Si vous souhaitez éviter les hormones de synthèse, plusieurs solutions naturelles existent :

  • L’infusion de saule : Riche en acide salicylique, elle stimule la croissance des racines. Faites tremper de jeunes rameaux de saule dans de l’eau pendant 24 à 48 h.
  • L’eau de cuisson des lentilles : Le jus de trempage ou de cuisson des légumineuses contient des hormones naturelles de croissance.
  • Le miel pur : Il possède des propriétés antibactériennes et peut légèrement favoriser l’enracinement.

Quant à l'astuce consistant à planter une bouture dans une pomme de terre, bien qu'elle soit virale, les résultats sont mitigés. La pomme de terre maintient une source constante d’humidité et fournit des nutriments, ce qui peut fonctionner dans des conditions bien maîtrisées, mais elle est surtout intéressante comme expérience ludique ou pédagogique.

Conditions de culture et entretien du jeune rosier

Le Rosa rugosa aime les emplacements ensoleillés et les sols bien drainés. Il se développe très bien dans un sol frais et s'accommode de terres pauvres, bien que ses fleurs soient d'autant plus belles que la terre sera riche. Pour la plantation, faites un trou dans une terre ameublie à 25 centimètres de profondeur, placez la plante, rebouchez à l’aide d’une terre riche, et arrosez de manière généreuse.

Si vous ne disposez pas d’un jardin, il est tout à fait possible de cultiver un rosier en pot sur un balcon ou une terrasse. Choisissez un pot d’au moins 30 cm de haut et 30 à 40 cm de diamètre, bien drainé. Mélangez du terreau pour rosiers avec un peu de compost et du sable. Un rosier en pot appréciera un balcon ensoleillé au moins 5 à 6 heures par jour.

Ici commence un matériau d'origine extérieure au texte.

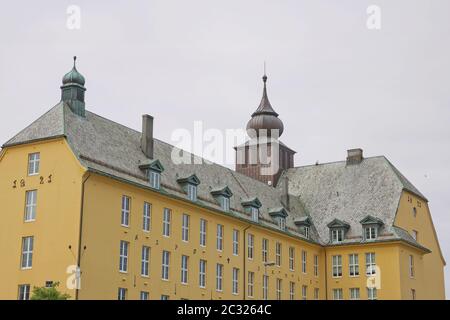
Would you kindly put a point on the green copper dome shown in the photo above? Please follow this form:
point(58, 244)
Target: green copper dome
point(74, 76)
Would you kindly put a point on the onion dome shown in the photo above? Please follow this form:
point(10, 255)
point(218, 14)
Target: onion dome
point(264, 119)
point(73, 76)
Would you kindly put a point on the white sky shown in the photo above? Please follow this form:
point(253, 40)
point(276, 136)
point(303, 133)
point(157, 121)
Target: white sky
point(335, 84)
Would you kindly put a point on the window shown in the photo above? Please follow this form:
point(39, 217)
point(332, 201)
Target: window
point(304, 292)
point(265, 287)
point(291, 258)
point(219, 277)
point(146, 221)
point(27, 252)
point(265, 249)
point(337, 294)
point(354, 294)
point(279, 286)
point(167, 215)
point(292, 290)
point(337, 266)
point(185, 227)
point(184, 269)
point(370, 233)
point(372, 293)
point(235, 242)
point(125, 216)
point(255, 214)
point(192, 192)
point(123, 260)
point(219, 243)
point(165, 265)
point(250, 245)
point(370, 263)
point(316, 265)
point(33, 163)
point(145, 256)
point(24, 292)
point(122, 294)
point(353, 265)
point(155, 179)
point(30, 205)
point(304, 256)
point(337, 235)
point(202, 274)
point(251, 281)
point(235, 283)
point(278, 254)
point(411, 266)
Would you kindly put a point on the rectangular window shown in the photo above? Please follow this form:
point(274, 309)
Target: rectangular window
point(155, 179)
point(219, 277)
point(372, 293)
point(146, 221)
point(265, 249)
point(337, 294)
point(165, 265)
point(235, 283)
point(354, 294)
point(278, 254)
point(279, 287)
point(167, 216)
point(370, 263)
point(202, 274)
point(353, 265)
point(145, 261)
point(250, 246)
point(203, 228)
point(185, 227)
point(24, 292)
point(125, 215)
point(337, 266)
point(30, 205)
point(27, 252)
point(144, 295)
point(219, 243)
point(123, 260)
point(122, 294)
point(265, 287)
point(291, 258)
point(411, 266)
point(235, 242)
point(316, 265)
point(184, 269)
point(304, 258)
point(33, 163)
point(251, 281)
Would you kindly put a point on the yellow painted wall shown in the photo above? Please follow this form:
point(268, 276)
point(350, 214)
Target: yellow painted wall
point(57, 219)
point(429, 284)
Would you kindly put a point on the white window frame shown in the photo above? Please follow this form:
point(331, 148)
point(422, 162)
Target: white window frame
point(147, 217)
point(165, 265)
point(30, 205)
point(167, 217)
point(125, 212)
point(34, 160)
point(185, 227)
point(27, 253)
point(123, 256)
point(145, 261)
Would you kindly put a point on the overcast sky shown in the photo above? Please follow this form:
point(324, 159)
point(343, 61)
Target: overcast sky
point(335, 83)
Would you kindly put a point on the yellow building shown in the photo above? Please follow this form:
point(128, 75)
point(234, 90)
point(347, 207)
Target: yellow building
point(106, 212)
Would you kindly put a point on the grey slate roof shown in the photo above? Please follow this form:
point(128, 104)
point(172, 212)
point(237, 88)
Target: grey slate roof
point(322, 192)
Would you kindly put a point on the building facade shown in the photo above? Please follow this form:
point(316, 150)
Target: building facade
point(104, 210)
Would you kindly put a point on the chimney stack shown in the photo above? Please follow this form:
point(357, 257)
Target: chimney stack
point(354, 156)
point(147, 136)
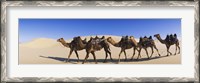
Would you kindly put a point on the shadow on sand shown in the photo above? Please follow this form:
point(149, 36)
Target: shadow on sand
point(74, 61)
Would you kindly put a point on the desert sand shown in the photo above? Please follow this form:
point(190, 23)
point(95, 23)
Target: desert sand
point(49, 51)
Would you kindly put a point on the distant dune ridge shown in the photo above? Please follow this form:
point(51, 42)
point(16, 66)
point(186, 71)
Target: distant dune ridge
point(49, 51)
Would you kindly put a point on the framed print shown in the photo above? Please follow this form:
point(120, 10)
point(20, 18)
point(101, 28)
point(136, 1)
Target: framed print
point(100, 41)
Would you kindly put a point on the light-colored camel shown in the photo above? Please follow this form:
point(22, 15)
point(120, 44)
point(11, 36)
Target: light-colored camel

La taille du Rosa rugosa ne se fait pas systématiquement chaque année. En mars, il suffit d’éliminer les rameaux abîmés et les plus vieilles branches. Rabattez légèrement pour remettre en forme votre rosier. Cette taille de nettoyage et d’harmonisation, réalisée de préférence à la fin de l’hiver pour ne pas affaiblir la plante, permet de conserver un joli port. Avec un minimum de soin, votre rosier rugueux prospérera et vous gratifiera de ses fleurs parfumées et de ses précieux cynorhodons.